I’ve been playing with these people for a few years now, though, and it’s a collective effort. I write songs, and even though I manage the band in terms of business and the organization side, I want everyone to feel like they have a stake in it. This record in particular, there were major changes made quite late in the game because a bandmate felt like something wasn’t working on the record in the sequence. That was gratifying to me that other people involved had enough of a stake in the process to take that risk and have a clash, with the common goal of making the album as strong as it could be.

AVC: What’s so appealing to you about culture jamming over, say, more self-involved experimental film?

KL: What drives me to that work, and I think it’s also something that I and we try to do with music, is that it’s making something that’s not just an extension of the ego, like setting up a camera or writing a screenplay. It’s been since film school since I’ve done that.

I just love the idea of it. It’s exhilarating to find Death Drug at a video store that’s going out of business, and it’s total garbage, but it’s beautiful to me. It’s a strange object. I like the idea that I can take that and re-contextualize it and make it into something funny, entertaining, scary, and strange to people. It’s not about me. It’s about our shared bizarre pop culture.

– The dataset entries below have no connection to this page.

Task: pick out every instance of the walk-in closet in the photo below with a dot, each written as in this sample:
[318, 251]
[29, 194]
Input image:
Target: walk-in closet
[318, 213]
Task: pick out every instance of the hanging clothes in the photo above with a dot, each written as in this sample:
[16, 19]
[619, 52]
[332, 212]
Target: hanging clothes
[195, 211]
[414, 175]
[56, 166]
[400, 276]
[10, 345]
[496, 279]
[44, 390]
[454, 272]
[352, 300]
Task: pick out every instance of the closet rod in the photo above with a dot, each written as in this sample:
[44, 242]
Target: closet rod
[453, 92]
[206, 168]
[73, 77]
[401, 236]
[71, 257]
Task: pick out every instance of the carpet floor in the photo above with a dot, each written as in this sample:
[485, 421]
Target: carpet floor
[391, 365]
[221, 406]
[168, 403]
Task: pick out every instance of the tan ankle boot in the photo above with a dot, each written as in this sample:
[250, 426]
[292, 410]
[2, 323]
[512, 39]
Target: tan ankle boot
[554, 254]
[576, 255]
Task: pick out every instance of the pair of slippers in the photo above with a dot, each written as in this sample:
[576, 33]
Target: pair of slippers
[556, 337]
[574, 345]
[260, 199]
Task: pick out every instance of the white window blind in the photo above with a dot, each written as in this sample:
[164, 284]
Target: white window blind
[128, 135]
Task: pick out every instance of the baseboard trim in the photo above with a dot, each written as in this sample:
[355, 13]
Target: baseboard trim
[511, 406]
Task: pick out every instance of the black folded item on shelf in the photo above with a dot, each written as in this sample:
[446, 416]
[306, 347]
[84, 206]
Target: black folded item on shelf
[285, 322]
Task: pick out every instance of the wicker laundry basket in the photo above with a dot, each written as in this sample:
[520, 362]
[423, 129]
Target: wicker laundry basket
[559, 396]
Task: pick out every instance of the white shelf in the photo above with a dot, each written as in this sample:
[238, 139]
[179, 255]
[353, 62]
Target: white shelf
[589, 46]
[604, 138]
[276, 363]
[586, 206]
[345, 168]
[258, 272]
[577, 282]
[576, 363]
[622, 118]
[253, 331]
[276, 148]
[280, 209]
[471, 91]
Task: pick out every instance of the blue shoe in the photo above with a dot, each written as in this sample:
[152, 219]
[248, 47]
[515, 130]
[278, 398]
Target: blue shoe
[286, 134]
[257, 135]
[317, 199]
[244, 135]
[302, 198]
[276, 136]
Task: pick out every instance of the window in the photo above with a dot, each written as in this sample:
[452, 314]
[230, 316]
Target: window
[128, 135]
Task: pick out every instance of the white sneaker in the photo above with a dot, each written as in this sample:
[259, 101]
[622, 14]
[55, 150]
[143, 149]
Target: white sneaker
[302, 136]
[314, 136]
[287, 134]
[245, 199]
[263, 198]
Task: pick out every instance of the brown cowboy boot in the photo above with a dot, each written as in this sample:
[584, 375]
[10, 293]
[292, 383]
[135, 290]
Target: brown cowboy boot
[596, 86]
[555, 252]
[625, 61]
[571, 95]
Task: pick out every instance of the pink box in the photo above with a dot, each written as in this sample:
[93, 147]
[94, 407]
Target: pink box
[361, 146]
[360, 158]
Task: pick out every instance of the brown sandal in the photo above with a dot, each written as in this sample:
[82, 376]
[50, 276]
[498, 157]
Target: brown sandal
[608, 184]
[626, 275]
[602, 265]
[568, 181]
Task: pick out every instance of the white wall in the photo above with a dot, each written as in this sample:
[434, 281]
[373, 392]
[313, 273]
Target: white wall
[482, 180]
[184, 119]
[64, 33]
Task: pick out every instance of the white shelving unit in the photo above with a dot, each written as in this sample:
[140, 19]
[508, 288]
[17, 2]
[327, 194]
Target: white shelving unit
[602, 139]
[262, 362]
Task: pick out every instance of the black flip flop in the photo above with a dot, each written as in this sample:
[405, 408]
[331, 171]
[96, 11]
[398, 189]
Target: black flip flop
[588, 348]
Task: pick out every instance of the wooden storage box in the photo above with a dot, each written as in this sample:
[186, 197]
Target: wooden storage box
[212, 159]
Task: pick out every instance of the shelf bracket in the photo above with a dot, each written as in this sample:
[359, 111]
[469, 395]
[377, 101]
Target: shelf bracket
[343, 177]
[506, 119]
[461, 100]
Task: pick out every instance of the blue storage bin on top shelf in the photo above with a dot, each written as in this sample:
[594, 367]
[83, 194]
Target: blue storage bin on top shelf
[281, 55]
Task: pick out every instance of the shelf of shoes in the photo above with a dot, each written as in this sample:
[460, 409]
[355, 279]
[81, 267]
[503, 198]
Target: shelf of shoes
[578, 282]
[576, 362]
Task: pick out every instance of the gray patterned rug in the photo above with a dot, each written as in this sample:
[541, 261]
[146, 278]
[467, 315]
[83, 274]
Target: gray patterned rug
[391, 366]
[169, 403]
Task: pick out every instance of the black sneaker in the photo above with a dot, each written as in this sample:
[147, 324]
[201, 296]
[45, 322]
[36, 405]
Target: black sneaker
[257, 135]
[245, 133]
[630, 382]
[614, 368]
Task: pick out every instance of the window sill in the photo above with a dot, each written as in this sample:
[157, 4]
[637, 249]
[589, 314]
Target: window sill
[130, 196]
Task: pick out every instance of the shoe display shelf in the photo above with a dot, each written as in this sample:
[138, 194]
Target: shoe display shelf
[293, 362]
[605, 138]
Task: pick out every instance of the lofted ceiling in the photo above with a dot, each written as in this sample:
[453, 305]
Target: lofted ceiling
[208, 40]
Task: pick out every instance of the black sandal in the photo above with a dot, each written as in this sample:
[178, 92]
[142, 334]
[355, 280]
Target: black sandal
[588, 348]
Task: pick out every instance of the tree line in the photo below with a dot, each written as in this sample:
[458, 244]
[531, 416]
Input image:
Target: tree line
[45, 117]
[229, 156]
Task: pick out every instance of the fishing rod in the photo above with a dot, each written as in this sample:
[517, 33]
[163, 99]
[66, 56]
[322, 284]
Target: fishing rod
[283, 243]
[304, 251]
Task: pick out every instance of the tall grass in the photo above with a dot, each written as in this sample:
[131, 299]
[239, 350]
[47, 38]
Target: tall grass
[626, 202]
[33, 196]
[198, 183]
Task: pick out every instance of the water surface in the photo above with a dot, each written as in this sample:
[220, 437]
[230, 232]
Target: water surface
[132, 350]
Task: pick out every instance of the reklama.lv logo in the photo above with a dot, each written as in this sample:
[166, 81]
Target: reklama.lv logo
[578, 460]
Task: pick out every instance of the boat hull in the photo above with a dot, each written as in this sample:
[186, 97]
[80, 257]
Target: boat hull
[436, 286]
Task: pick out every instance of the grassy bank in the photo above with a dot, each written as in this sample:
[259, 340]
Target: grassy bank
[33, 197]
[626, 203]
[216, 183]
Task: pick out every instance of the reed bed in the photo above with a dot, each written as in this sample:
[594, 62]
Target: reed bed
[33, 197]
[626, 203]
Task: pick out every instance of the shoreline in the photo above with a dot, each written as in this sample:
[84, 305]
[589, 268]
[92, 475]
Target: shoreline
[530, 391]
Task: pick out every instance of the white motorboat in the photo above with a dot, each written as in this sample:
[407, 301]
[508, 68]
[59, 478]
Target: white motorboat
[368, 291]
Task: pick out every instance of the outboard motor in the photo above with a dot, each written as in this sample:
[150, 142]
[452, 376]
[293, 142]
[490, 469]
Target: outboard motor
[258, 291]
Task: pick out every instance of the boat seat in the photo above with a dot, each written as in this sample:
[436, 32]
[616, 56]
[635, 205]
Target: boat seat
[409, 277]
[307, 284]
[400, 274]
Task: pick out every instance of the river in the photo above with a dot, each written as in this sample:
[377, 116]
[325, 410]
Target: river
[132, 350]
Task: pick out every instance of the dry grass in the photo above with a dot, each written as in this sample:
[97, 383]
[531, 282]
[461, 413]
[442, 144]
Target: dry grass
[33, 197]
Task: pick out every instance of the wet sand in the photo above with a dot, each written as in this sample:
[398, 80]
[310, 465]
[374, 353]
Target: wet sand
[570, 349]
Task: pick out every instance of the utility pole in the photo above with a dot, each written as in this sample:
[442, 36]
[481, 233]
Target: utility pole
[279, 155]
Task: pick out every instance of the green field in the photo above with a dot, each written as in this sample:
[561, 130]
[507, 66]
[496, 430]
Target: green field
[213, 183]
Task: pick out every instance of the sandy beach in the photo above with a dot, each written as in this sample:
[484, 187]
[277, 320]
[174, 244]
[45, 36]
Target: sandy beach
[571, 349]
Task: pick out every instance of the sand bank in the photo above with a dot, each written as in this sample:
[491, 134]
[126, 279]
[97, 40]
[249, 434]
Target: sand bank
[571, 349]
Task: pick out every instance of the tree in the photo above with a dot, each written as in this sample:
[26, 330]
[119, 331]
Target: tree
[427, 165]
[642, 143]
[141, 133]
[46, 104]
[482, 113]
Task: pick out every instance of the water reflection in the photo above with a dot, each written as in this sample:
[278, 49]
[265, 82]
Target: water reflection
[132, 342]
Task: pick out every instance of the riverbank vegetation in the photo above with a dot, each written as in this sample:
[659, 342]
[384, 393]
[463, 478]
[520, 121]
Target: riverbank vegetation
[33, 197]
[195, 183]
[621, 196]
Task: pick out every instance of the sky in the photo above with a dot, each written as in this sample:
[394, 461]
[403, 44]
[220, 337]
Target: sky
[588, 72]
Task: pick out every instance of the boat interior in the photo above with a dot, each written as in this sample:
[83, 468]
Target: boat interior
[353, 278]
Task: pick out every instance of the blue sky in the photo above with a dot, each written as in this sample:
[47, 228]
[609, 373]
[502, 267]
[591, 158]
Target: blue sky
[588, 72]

There’s also a lot of potential for cultural resistance in culture jamming. You can try to say something, to ask questions about our culture and our media just by simply refashioning things we already know. It’s a type of recycling—taking something that could be considered garbage and making something surreal or beautiful or thought provoking out of it.

I have a filmmaker friend who’s seen a few of my videos and saw a Roommate show, and they said that, to them, both were unapologetically cathartic. That was helpful for me to draw a connection, though I never thought of my videos as cathartic. In “Hymn,” I was certainly trying to work through some issues, like feelings I had about torture and what was going on in Abu Ghraib, and how that was all framed in popular media. I was addicted to 24 for a little while, but then I started to question the premise. It was just so convincing, these scenarios where you have to torture people to save millions, so I made that piece to try and deal with those feelings. It wasn’t just an agit-prop piece, but rather it was about my relationship as a consumer.

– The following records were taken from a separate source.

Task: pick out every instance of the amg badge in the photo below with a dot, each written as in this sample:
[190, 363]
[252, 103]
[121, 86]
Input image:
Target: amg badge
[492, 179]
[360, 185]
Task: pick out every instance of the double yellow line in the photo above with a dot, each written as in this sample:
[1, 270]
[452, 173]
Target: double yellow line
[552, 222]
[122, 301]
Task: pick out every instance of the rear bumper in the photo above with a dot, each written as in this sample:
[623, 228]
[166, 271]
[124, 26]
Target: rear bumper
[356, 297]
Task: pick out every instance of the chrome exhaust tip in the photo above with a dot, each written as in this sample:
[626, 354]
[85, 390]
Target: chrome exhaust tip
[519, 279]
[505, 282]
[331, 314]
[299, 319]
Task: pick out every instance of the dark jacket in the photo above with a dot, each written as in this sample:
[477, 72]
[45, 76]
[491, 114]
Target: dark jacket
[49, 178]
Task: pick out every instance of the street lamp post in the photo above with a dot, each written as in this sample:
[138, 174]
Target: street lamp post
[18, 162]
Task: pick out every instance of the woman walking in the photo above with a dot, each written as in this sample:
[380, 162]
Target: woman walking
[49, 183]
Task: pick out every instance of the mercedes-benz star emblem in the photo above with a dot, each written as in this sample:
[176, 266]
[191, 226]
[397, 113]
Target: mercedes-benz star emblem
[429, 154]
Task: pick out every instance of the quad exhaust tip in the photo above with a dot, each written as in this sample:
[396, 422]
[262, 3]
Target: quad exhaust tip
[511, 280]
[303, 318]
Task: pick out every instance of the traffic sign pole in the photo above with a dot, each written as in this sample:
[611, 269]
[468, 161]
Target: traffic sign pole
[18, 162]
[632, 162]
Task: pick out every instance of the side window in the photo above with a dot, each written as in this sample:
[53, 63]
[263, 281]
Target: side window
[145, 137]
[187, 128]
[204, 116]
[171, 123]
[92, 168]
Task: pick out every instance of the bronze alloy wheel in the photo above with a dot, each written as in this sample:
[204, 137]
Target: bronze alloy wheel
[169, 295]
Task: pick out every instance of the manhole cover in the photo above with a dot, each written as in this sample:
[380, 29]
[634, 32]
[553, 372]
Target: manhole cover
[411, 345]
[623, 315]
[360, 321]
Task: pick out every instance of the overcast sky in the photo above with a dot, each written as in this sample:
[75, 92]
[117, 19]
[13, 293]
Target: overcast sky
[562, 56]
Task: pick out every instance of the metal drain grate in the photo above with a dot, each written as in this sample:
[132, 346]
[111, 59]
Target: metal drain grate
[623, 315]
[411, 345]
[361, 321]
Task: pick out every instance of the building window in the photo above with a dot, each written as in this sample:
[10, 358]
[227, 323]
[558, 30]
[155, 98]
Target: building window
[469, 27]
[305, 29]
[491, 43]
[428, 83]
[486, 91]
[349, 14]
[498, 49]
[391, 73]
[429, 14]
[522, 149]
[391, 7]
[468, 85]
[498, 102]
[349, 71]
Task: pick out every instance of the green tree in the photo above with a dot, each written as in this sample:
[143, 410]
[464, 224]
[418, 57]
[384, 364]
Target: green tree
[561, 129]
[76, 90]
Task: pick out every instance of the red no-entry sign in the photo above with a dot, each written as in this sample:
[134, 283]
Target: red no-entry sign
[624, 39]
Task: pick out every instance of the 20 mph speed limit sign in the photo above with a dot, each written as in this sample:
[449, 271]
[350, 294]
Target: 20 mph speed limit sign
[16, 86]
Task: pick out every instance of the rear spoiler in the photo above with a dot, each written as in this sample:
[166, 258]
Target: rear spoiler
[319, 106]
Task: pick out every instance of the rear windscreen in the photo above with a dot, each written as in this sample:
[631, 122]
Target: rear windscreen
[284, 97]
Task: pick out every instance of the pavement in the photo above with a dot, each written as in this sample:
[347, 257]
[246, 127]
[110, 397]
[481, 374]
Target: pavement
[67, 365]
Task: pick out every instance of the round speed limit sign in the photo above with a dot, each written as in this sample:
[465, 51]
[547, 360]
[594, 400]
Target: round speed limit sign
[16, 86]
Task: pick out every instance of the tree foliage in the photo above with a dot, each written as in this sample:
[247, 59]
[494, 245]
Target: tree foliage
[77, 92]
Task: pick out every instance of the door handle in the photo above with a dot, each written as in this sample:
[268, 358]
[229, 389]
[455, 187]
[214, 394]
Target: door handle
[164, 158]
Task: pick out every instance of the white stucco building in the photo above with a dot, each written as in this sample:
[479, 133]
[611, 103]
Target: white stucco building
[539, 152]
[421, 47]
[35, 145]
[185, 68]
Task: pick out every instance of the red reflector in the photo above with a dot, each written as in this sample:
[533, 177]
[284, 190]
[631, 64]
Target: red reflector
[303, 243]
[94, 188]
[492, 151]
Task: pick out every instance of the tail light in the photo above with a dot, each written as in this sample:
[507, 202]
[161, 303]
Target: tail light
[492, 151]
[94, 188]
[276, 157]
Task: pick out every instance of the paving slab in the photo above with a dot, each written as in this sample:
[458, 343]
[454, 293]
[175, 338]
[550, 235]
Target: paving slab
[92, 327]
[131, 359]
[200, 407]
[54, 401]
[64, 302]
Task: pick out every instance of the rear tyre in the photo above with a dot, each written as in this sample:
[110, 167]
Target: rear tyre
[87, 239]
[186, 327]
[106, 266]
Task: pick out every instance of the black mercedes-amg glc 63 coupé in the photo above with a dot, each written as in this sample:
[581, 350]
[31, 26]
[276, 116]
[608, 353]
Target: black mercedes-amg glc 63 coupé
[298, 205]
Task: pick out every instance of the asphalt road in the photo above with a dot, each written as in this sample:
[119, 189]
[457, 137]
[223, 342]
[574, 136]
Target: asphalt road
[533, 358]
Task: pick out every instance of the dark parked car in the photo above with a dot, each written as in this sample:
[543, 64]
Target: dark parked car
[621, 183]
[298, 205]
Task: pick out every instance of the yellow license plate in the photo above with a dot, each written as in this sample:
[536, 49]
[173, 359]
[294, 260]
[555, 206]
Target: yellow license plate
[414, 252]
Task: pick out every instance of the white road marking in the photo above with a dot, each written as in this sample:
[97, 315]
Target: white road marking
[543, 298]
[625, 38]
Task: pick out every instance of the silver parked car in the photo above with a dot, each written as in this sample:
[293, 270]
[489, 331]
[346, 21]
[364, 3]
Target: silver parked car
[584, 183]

Videos can be funny and you can be entertained by them, but I don’t aim for something that’s just pure entertainment. “Hymn” got a lot of laughter at screenings, but there were also scenes of people getting tortured. I knew that it wouldn’t be pleasant to watch. It’s a balancing act between poking at or revealing unsettling truths or dimensions of life, and then humor and beauty.

I don’t want to tell people how they’re supposed to think about something, but I’m trying to figure out how I feel about some of these issues, and working through that process, that’s how I end up at these pieces.

AVC: So, you’re not a big fan of, let’s say, Everything Is Terrible, who are local?

KL: I love that stuff. I’ve been to one of their shows. It’s just not the same thing, though. I celebrate what they do, and sometimes I wish that I could just do something that makes you laugh but doesn’t necessarily make you uncomfortable.

I feel like what I do is definitely related to social commentary. The last thing I want to be is preachy, though. I don’t want to make overtly political work, even though I’m a highly political person. I grew up in Colorado Springs, which has a heavy military presence and is the evangelical Vatican. That’s informed a lot of what I do. I wouldn’t call myself an out and out activist, but I’ve done things with prison reform. I’m always trying to find ways to deal with all of this paranoia and rage and anxiety I feel about the reality of this world. I want to channel it into something that can provide pleasure for people but not necessarily escapism.

Roommate plays Friday, March 18 at the Empty Bottle.